MuProp: Unbiased Backpropagation for Stochastic Neural Networks

Having recently finished some papers with Rajesh Ranganath and Dave Blei on variational models [1] [2], I’m now a bit free to catch up on my reading of recent literature. I’ve decided to follow Hugo Larochelle’s format, who has written some incredible notes. Hope this is of interest to others.

Shixiang Gu, Sergey Levine, Ilya Sutskever, and Andriy Mnih. MuProp: Unbiased Backpropagation for Stochastic Neural Networks. arxiv preprint arXiv:1511.05176, 2015.

Summary

There’s been a lot of recent work merging variational inference and deep learning. Very much a continuation of neural variational inference from Mnih and Gregor (2014), this paper addresses inference for deep discrete latent variable models. The classic example is the sigmoid belief net, where inference is much more difficult than for continous latent variable models. The stochastic gradient of the ELBO—the objective function in variational inference—has impractically high variance during optimization.

Control variates are the most well-known technique for variance reduction (Paisley et al., 2012; Ranganath et al., 2014). Writing the gradient of the ELBO as $\mathbb{E}_{q(z)}[\nabla_{\lambda} \log q(z; \lambda) f(z)]$ where $f(z)=\log p(x,z) - \log q(z; \lambda)$ , Monte Carlo estimates of

$\mathbb{E}_{q(z)}[\nabla_{\lambda} \log q(z; \lambda) (f(z) - h(z))] + \mu, \quad \mu = \mathbb{E}_{q(z)}[\nabla_{\lambda} \log q(z; \lambda) h(z)]$

are still unbiased, and appropriate choices of the control variate $h(z)$ can reduce the variance of the estimator.

The authors propose a control variate based on a first-order Taylor expansion of $f(z)$ around a fixed value $\bar z$ . By doing so, they are able to use gradient information from the model, evaluated at that point:

$h(z) = f(\bar z) + f'(\bar z)(z - \bar z).$

The gradient of the ELBO simplifies to (Eq.3 in the paper)

$\mathbb{E}_{q(z)}\Big[\nabla_{\lambda} \log q(z; \lambda) \Big(f(z) - f(\bar z) - f'(\bar z)(z - \bar z)\Big)\Big] + f'(\bar z)\nabla_\lambda \mathbb{E}_{q(z)}[z].$

Of course, calculating $f'(\bar z)$ is not feasible because of the discrete variables. To address this they apply a “deterministic mean-field network” as an approximation. This enables backpropagation over the mean values of the discrete distributions, rather than over samples from the discrete distribution. In experiments, they demonstrate faster convergence than other estimators, and better results than other (biased) estimators.

Discussion

It’s an interesting idea to consider Taylor expansions for control variates, and it tackles a problem less spotlighted in the deep learning/variational inference literature. Most work concentrates on inference for continuous latent variable models which is easier.

It is a little hard to read however. There’s a lot of review, and with less than a page of details (Section 3) being the novel contribution.
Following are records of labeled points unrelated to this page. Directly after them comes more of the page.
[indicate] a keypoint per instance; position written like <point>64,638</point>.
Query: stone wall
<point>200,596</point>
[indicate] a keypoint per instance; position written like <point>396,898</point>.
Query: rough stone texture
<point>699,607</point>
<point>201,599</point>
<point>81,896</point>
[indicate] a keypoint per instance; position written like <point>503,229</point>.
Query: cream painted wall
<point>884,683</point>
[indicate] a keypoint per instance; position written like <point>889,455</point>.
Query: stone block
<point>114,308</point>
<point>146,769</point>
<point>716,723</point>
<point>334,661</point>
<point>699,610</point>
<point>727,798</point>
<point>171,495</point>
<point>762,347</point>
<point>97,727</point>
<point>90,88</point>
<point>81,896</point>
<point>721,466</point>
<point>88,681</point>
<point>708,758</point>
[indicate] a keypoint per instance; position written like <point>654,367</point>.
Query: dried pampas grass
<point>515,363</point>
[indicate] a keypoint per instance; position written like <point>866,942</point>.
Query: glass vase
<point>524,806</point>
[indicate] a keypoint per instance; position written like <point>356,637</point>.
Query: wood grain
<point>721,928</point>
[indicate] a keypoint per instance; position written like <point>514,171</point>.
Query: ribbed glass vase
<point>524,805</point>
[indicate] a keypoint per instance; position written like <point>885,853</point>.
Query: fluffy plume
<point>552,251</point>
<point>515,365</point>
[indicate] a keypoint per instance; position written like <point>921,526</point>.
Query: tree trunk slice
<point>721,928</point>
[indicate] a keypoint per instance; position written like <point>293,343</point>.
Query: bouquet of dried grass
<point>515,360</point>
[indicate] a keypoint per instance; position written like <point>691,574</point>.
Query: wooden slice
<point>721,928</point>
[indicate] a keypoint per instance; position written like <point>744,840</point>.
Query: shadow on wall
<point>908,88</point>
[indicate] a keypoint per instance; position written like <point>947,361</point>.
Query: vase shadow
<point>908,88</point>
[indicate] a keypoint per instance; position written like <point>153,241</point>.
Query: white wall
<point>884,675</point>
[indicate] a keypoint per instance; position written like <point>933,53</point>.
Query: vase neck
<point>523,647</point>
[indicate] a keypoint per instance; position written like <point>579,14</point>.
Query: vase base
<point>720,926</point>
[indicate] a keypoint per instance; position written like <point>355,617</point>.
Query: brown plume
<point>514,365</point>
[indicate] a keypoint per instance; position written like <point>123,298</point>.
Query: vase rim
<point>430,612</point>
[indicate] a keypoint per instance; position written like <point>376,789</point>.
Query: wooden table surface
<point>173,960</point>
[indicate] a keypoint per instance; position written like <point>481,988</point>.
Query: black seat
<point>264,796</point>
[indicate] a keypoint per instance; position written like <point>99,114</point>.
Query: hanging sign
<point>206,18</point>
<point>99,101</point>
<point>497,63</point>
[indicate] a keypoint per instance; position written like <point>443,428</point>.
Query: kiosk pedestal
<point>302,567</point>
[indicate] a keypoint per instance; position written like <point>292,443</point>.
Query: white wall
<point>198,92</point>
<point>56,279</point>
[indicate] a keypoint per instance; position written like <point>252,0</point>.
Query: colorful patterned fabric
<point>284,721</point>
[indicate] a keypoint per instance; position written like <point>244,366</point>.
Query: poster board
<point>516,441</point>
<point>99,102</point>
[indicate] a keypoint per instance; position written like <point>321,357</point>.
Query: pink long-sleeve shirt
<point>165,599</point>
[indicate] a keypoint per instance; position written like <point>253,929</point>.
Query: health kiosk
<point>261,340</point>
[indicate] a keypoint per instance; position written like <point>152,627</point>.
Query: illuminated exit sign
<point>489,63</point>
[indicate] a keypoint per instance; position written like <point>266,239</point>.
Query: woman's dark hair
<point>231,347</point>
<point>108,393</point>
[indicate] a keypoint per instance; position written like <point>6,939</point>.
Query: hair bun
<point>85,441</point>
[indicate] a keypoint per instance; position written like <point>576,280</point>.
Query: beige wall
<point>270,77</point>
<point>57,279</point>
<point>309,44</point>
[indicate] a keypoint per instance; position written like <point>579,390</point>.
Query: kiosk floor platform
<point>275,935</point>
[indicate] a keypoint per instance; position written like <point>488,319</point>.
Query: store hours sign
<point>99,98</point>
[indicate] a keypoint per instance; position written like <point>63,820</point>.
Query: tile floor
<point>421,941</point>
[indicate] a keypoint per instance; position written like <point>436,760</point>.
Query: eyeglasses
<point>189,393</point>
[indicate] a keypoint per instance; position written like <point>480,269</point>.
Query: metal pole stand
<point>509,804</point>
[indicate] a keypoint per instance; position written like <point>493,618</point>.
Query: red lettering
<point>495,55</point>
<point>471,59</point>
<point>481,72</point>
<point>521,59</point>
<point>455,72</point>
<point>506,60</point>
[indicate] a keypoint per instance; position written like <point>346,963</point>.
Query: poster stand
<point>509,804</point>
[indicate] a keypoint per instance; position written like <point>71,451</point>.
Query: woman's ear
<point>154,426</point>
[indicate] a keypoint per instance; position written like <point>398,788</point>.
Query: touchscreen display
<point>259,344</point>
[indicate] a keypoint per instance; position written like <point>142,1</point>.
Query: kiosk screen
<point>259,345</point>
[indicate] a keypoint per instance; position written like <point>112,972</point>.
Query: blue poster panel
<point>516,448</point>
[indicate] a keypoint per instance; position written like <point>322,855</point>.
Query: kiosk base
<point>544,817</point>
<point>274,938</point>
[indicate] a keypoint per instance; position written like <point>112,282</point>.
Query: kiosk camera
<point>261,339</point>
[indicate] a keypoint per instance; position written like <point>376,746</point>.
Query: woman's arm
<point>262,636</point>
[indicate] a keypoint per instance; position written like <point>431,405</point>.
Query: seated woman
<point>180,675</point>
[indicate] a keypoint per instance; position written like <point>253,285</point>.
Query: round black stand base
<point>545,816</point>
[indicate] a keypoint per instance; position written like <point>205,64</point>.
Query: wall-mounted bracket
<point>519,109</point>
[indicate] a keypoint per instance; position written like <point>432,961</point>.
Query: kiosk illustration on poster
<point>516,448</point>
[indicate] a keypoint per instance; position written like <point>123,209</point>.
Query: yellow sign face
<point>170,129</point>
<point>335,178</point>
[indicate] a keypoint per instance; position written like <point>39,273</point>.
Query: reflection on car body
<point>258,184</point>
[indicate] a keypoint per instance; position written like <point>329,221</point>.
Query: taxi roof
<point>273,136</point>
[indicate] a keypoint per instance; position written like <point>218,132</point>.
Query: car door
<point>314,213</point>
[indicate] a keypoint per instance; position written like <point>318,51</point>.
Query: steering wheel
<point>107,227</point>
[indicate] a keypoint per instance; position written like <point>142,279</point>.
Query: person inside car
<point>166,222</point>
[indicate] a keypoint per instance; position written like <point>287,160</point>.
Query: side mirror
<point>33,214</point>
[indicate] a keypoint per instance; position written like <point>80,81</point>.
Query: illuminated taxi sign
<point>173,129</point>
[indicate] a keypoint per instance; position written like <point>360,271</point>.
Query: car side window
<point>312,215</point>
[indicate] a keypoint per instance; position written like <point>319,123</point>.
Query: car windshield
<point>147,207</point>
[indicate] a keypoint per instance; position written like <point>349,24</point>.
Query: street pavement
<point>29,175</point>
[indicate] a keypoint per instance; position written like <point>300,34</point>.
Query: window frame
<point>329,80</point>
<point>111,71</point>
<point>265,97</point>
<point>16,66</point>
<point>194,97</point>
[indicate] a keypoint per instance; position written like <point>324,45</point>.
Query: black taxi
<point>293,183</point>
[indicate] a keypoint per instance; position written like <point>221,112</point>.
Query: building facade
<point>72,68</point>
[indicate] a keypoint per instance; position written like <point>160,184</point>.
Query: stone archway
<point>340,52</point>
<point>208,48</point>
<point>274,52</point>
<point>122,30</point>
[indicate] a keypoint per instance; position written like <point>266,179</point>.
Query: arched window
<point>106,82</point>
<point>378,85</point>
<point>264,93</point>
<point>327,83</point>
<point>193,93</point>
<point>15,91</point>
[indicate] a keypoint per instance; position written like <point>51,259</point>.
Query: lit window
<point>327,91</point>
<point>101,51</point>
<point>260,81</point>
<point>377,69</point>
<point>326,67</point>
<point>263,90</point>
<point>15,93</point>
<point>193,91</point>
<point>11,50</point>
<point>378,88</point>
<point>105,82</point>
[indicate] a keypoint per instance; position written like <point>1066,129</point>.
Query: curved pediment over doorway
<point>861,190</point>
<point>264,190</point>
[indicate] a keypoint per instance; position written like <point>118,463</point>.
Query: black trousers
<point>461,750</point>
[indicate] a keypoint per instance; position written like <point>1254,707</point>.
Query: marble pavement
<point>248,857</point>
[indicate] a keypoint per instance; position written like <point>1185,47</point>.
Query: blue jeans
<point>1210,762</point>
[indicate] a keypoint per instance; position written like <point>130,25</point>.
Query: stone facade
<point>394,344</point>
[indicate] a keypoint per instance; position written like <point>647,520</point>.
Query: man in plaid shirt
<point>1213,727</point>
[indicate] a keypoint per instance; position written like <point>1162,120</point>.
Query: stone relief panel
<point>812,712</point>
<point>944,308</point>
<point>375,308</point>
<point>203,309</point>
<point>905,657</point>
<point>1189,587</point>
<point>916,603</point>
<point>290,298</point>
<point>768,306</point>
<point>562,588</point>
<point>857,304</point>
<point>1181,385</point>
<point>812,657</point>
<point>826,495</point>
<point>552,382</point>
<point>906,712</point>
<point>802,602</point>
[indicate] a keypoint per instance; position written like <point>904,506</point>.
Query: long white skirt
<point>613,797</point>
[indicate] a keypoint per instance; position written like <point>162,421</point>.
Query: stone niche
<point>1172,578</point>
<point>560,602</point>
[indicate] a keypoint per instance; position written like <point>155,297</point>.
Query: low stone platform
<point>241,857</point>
This portion is dense, especially Section 3.1, and the authors could have provided more details regarding how the mean-field network works. For example, Figure 1 takes a lot of time digesting as there’s not much elaboration. The term “rollout” is introduced once in the figure description and forgotten about for the rest of the paper.

It would have been interesting to see experimental results beyond sigmoid belief networks and their multinomial counterpart. For example, Poisson deep exponential families (Ranganath et al., 2015) are state-of-the-art for topic modelling, and I’m curious in general how well it works for Poisson latent variables, which have infinite rather than finite support.

In terms of variance reduction techniques, I’m surprised they don’t mention conditioning only on the Markov blanket, addressed in Ranganath et al. (2014) and also termed “local learning signals” in Mnih and Gregor (2014). This is the most important variance reduction technique, since the stochastic gradients no longer scale with the number of latent variables but rather with the size of their Markov blanket. Another worthwhile mention is local expectation gradients by Titsias (2015), which analytically calculates the expectations over discrete latent variables with small support. Very relevant for sigmoid belief nets.